Sch 40 pipe is a crapshoot. I say this even though I built a slam fire 12ga shotgun about 50 years ago and still have all my fingers. It was an old idea even then.
A few years back I took another look at doing it again with stronger material. I could not find seamless 4130 tubing the correct diameter. That would have provided a safety factor of 2 or 2-1/2 to one for magnum loads from calculations. However, 1010 tubing is available in the correct sizes and gave a safety factor of about 1-1/2 to one for magnum loads (from memory). Didn’t do it, at least yet.
It was illegal to have guns on the island of Guam in the early ‘50s and my oldest brother made a zip gun and got sent stateside.
“...illegal to have guns ...”
People will always find a way to get what they want.
It’s the way we are.
NOW yer talkin’!
I made a 12 gauge mole gun a long time ago out of an angle iron tripod with a pipe barrel and a wire tripped spring loaded ‘hammer’ against firing ‘bolt’.
You just stick it on a new mound and when the the dirt gets shoved against the wire trip blamm! Mole guts!
I put a plastic trash can over it.
It works great. My father inlaw showed me how he made one.

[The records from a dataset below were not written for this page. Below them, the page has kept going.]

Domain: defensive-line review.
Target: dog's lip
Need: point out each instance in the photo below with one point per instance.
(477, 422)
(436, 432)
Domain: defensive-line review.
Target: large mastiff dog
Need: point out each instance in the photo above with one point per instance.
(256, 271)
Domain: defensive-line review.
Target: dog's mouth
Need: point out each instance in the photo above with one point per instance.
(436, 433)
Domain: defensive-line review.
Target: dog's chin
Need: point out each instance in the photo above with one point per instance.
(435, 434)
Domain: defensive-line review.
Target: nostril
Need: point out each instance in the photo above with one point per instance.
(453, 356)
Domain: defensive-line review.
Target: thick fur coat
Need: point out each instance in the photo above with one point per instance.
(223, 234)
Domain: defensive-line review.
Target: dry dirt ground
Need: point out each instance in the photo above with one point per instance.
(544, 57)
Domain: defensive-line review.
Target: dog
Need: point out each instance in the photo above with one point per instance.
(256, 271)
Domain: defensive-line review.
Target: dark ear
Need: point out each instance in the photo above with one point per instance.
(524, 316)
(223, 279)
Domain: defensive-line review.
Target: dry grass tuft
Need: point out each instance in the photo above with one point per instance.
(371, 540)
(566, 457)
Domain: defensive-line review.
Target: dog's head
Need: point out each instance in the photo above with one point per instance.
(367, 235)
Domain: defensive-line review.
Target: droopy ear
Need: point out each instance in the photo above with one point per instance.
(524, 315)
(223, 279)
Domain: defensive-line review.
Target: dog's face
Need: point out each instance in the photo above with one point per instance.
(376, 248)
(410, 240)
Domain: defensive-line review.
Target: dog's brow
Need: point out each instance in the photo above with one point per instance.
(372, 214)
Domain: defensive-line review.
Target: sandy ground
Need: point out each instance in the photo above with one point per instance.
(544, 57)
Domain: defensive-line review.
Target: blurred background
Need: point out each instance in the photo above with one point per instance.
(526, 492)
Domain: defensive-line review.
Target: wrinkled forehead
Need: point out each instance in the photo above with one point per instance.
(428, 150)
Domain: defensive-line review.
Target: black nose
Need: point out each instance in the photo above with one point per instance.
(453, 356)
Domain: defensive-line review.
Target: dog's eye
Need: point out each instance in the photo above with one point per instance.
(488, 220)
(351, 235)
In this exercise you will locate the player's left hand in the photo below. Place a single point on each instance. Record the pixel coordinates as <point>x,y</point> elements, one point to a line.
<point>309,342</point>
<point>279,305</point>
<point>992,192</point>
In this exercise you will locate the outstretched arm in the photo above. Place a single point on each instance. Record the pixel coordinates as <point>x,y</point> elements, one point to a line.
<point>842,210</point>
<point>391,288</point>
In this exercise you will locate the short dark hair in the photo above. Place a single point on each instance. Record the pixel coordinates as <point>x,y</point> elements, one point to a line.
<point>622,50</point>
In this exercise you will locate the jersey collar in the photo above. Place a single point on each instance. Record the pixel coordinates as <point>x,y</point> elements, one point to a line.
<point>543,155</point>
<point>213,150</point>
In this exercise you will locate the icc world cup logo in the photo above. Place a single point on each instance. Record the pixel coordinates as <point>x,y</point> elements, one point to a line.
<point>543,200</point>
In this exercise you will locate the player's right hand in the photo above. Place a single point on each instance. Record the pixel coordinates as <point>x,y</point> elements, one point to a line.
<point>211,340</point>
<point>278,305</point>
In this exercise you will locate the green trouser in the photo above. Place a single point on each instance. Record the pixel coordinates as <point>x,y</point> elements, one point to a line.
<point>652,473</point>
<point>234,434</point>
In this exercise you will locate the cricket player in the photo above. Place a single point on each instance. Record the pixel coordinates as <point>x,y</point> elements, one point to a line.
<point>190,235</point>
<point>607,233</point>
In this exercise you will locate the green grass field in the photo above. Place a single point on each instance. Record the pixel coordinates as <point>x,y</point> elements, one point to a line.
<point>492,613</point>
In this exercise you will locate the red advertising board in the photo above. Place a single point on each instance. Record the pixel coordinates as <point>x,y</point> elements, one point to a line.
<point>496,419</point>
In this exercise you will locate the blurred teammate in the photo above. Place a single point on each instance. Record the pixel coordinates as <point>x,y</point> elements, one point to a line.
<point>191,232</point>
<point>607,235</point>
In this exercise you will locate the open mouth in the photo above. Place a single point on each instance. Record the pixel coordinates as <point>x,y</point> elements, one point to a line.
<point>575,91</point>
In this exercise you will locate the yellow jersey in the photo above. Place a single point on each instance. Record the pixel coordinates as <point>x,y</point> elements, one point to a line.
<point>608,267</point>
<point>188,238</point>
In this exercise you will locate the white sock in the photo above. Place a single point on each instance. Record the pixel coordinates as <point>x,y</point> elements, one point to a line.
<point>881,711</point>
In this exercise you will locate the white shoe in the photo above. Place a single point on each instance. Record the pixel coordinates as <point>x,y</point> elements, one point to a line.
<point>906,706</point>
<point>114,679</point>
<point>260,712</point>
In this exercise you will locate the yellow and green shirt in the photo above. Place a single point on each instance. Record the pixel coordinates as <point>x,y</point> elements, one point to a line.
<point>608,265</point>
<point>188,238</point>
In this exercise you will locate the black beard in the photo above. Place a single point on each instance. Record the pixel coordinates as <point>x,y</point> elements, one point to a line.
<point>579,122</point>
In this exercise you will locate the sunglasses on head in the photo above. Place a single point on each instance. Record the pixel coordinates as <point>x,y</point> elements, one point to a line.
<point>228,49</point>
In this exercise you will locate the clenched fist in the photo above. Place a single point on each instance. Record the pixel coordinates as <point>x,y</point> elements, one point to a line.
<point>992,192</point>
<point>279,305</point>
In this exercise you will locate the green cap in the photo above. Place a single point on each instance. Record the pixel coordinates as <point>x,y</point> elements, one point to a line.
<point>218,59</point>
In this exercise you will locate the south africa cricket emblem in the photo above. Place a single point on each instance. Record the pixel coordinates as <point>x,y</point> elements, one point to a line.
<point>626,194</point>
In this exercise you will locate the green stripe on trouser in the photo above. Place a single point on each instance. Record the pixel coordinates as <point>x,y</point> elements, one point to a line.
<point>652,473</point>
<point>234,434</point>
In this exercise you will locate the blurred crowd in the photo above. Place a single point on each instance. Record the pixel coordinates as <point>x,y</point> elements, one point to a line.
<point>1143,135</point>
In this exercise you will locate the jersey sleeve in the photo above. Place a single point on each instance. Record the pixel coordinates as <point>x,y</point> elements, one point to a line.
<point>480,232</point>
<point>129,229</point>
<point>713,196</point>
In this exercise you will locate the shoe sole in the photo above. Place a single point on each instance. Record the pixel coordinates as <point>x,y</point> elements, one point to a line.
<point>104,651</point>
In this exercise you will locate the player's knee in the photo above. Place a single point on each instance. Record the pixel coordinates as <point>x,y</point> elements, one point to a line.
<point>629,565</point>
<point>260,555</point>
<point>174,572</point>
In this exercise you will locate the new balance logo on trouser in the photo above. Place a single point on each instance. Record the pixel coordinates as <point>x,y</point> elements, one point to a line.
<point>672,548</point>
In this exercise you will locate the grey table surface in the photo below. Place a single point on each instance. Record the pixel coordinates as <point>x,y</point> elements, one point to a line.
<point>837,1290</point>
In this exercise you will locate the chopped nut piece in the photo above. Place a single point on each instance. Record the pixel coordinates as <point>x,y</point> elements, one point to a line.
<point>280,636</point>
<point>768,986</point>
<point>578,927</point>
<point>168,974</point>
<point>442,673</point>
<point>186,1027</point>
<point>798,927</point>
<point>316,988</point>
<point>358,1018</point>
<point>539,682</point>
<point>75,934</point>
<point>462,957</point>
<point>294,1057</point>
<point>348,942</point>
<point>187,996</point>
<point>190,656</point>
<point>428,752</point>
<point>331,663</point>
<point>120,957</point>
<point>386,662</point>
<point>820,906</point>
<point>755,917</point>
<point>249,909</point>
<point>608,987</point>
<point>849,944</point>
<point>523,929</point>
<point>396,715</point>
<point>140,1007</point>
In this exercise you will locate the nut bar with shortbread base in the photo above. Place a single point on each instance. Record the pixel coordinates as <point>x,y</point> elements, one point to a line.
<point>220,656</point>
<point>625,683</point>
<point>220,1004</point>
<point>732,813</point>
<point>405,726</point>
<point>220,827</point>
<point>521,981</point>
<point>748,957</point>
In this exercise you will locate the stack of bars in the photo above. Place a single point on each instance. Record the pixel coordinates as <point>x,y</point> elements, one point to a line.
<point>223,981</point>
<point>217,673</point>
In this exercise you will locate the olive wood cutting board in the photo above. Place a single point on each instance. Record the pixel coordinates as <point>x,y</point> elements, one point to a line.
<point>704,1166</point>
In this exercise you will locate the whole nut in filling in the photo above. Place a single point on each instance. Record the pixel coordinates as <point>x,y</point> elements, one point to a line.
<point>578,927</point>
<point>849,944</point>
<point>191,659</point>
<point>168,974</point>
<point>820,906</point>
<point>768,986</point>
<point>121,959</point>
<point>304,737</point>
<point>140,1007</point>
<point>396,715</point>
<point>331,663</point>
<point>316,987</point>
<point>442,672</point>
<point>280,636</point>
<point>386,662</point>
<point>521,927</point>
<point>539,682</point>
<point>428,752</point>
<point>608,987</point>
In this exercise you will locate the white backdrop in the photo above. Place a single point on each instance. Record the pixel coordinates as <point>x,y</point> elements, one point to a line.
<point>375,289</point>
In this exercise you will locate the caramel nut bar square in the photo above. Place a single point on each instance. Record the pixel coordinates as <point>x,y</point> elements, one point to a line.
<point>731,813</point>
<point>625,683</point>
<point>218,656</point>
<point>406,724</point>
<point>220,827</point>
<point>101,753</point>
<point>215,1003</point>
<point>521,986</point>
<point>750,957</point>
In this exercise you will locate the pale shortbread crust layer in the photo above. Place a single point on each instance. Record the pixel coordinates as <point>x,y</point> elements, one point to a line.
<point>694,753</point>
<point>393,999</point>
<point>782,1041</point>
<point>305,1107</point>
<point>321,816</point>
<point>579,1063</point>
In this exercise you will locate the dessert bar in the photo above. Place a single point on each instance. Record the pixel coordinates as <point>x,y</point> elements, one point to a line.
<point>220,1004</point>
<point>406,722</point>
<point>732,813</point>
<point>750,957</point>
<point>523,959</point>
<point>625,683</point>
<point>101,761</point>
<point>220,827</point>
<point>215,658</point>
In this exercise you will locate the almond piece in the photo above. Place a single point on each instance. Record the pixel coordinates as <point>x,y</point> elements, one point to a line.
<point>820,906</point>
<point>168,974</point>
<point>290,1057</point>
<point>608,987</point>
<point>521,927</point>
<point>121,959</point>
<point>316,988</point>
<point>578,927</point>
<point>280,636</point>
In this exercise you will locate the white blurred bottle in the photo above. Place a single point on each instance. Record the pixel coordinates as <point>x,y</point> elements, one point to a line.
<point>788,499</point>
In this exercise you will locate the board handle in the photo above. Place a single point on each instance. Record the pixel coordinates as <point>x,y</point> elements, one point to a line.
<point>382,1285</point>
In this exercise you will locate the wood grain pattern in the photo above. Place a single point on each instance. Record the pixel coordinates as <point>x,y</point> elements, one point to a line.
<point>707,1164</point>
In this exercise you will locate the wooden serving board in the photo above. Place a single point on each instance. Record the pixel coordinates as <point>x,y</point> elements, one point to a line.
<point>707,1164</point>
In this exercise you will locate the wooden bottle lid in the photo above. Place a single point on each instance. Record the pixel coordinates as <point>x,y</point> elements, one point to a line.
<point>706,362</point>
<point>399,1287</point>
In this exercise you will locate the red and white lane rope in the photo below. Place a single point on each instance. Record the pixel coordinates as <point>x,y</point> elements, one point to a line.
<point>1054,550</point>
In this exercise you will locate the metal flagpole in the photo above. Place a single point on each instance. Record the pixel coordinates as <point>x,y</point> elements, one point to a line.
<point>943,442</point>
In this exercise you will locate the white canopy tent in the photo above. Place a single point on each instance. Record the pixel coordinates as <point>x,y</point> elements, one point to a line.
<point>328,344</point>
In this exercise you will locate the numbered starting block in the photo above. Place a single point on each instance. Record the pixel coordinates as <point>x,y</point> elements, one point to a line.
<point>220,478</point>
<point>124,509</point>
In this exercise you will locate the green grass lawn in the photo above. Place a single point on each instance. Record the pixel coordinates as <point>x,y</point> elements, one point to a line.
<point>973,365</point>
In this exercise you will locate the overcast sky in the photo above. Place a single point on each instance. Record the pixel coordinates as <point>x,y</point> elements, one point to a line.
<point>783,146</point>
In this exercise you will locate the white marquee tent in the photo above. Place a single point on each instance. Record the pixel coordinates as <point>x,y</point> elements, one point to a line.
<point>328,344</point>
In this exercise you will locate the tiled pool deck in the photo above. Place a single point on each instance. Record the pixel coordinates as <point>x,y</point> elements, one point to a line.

Seamless high pressure piping would be the thing to use. Still wouldn’t be too costly for the small quantity needed. I wouldn’t use cheap schedule 40 hardware store pipe for a hand held gun either. For the devices that are buried, of course, it doesn’t matter, they just have to work once.
Yes,and just about any round that acceptable pipe/hardware can be made or acquired will work. Even a .22 would inflict a painful wound.
I have a few 1 FT. long pieces of DOM tubing, I believe it is, 1” I.D., 1/4” wall. Supposed to be about a 1020-1023 equivalent. Not sure if it true, pierced “seamless”, or welded, scarfed and then cold drawn. Based on the finish I’d say the latter.
My son will eventually make a black powder blunderbuss or small cannon. IIRC, he said it would be good to about 18,000 PSI burst.
There’s a whole bunch of folks who reload shotgun shells with low pressure loads for use in older guns. I have a 16 gauge recipe using Herco that is around 5000 psi, moving 7/8th of an ounce of shot at 1100 fps.
Back when I worked in northern NJ, locals told me a couple tales about the old Hercules powder plant in Roxbury Township blowing up.
That’s something that would stick in your memory.